Itu tekanan kedua yang saya alami, dan kemudian menjadi berpikir lagi untuk punya kartu nama.

Dua hari setelah kejadian itu, saya berencana untuk mencetak kartu nama. Saya pun pergi ke salah satu percetakkan seperti snappy, tapi bukan snappy. Entah apa namanya, saya lupa. Saya baca tulisan "Kartu nama bulak-balik Rp. 80.000" waktu itu, uang 80.000 cukup besar buat saya yang jajannya saja seminggu cuma 200.000 rupiah (anyway, ini setting di tahun 2009-an loh). Akhirnya, saya coba nego separuh harga, dan yang saya dapatkan kartu nama yang dicetak hanya pada satu sisinya saja. Sisi baliknya lagi, hanya putih. Sudah bayar separuh harga, hasil cetak kurang bagus juga, informasi seadanya (nama, no.hp, email) apalagi? Tidak tahu. Saya tidak tahu konten macam apa yang harus disimpan di kartu nama.

Itu tekanan ketiga yang saya terima, ternyata kartu nama masih jadi barang yang mahal.

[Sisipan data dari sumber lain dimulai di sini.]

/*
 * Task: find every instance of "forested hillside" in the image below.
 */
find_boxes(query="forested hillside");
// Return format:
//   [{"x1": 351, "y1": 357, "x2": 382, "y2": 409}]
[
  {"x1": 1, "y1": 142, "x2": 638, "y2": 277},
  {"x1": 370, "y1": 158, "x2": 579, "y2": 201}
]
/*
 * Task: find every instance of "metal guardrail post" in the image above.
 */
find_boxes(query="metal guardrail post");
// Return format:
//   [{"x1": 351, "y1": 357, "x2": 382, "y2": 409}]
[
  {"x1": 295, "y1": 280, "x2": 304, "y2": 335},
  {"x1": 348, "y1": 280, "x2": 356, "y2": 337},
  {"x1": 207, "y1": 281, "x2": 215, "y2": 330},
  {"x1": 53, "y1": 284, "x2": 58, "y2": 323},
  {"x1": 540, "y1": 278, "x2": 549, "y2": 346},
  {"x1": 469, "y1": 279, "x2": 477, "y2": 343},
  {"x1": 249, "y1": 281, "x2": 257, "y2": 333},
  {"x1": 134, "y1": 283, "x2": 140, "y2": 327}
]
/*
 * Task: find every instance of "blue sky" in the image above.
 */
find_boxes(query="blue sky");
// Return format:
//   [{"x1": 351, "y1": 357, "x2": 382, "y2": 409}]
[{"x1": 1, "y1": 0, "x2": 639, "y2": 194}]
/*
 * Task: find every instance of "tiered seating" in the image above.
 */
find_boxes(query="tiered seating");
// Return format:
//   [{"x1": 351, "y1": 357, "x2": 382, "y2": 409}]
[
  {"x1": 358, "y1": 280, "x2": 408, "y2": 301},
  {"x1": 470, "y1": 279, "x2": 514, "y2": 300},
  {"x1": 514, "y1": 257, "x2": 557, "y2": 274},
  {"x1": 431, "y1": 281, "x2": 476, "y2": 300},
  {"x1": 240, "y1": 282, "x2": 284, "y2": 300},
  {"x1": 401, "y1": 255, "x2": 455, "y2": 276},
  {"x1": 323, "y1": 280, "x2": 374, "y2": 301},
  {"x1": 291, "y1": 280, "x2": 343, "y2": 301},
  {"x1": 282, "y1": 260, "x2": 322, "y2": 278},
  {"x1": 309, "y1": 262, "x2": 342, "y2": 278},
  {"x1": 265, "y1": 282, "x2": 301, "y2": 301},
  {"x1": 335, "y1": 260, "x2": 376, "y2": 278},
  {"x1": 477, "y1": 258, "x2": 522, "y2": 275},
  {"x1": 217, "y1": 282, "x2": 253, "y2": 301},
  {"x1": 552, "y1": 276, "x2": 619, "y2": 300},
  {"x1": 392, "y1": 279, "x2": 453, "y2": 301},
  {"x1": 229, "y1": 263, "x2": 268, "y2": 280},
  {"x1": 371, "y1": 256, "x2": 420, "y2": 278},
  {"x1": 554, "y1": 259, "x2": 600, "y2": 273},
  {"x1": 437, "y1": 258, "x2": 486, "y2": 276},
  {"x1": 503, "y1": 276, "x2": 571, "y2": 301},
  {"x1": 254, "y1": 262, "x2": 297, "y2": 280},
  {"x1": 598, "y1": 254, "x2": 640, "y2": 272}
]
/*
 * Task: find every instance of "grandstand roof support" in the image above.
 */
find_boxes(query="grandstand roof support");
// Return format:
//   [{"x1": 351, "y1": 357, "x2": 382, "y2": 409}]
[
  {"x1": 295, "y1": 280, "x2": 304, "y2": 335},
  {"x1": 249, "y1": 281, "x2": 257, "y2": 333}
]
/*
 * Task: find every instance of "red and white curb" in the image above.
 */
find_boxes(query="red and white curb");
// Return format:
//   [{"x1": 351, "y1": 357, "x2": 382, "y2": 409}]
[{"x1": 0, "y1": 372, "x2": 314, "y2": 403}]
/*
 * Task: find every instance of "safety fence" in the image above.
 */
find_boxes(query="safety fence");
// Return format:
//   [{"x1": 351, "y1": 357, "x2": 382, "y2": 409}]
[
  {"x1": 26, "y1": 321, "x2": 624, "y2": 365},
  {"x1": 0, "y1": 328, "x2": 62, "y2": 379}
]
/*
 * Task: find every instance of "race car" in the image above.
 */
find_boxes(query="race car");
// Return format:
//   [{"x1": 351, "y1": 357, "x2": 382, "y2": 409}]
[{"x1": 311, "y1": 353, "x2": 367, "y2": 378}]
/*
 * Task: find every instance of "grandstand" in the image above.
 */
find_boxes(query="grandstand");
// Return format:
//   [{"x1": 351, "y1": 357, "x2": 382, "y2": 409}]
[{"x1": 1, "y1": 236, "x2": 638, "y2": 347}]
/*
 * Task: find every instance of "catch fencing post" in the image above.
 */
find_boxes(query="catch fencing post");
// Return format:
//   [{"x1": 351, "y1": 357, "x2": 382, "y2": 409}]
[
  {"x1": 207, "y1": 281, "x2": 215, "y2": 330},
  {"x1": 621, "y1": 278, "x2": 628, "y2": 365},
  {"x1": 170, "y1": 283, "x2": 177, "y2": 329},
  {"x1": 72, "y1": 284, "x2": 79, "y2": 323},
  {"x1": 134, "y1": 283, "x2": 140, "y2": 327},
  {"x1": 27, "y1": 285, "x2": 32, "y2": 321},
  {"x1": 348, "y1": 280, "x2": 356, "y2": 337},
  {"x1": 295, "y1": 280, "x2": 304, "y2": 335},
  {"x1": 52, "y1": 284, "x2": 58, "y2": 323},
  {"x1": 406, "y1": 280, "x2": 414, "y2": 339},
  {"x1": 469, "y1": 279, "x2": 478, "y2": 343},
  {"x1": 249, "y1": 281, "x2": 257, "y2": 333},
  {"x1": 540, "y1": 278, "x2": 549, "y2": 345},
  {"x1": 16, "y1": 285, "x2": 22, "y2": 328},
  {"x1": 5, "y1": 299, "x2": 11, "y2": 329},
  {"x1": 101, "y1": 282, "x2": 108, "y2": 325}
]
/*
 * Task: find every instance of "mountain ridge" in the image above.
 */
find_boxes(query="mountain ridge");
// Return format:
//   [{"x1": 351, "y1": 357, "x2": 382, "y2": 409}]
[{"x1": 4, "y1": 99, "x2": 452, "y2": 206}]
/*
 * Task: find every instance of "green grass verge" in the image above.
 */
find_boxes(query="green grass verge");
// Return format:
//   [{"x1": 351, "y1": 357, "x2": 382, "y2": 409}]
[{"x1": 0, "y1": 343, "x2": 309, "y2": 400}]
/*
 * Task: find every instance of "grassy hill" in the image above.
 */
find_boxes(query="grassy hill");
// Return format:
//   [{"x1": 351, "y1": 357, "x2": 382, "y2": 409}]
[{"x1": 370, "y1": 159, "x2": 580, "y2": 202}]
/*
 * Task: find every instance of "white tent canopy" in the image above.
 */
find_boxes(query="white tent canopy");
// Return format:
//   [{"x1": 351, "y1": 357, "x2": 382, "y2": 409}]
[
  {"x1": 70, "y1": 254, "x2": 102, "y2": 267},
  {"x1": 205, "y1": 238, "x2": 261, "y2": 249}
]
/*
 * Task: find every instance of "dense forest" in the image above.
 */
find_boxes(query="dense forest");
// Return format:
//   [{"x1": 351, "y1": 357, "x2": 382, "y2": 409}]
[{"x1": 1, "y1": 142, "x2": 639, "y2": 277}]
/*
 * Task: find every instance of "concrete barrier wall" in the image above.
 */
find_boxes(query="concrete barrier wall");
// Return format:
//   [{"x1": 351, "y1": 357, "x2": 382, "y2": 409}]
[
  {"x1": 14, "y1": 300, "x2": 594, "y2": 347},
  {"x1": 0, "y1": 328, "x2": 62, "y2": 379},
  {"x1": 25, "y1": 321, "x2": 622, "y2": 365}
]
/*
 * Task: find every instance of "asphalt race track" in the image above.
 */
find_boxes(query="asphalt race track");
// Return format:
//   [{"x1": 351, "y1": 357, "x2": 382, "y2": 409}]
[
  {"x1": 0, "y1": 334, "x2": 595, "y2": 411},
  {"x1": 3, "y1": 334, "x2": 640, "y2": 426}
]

Tak lama, saya bawa 100 lembar kartu nama itu kemana pun saya pergi. Ketika ada kumpul komunitas lagi, kartu nama ditanyakan dan dengan bangga saya mengeluarkannya. JENGJENG!! "Itu kartu nama kamu, Vin?" tanya salah seorang teman yang juga sedang memegang kartu namanya. Dengan rasa bangga yang luar biasa, saya jawab "Iya dong" sambil kemudian melihat kartu nama juga di tangannya. Kartu namanya berwarna hijau muda dan tua, ada gambar karikatur dirinya, mengenakan kostum sesuai dengan profesinya saat itu "aktivis", dan Informasinya ada : Nama, no.hp, pin bbm (waktu itu belum begitu tenar whatsapp), blog/ web, alamat, company. Sedangkan kartu nama saya, design biru langit yang suka jadi desktop wallpaper komputer anak-anak SMA di laboratorium komputer di sekolahnya, dan hanya berisi tiga informasi standar.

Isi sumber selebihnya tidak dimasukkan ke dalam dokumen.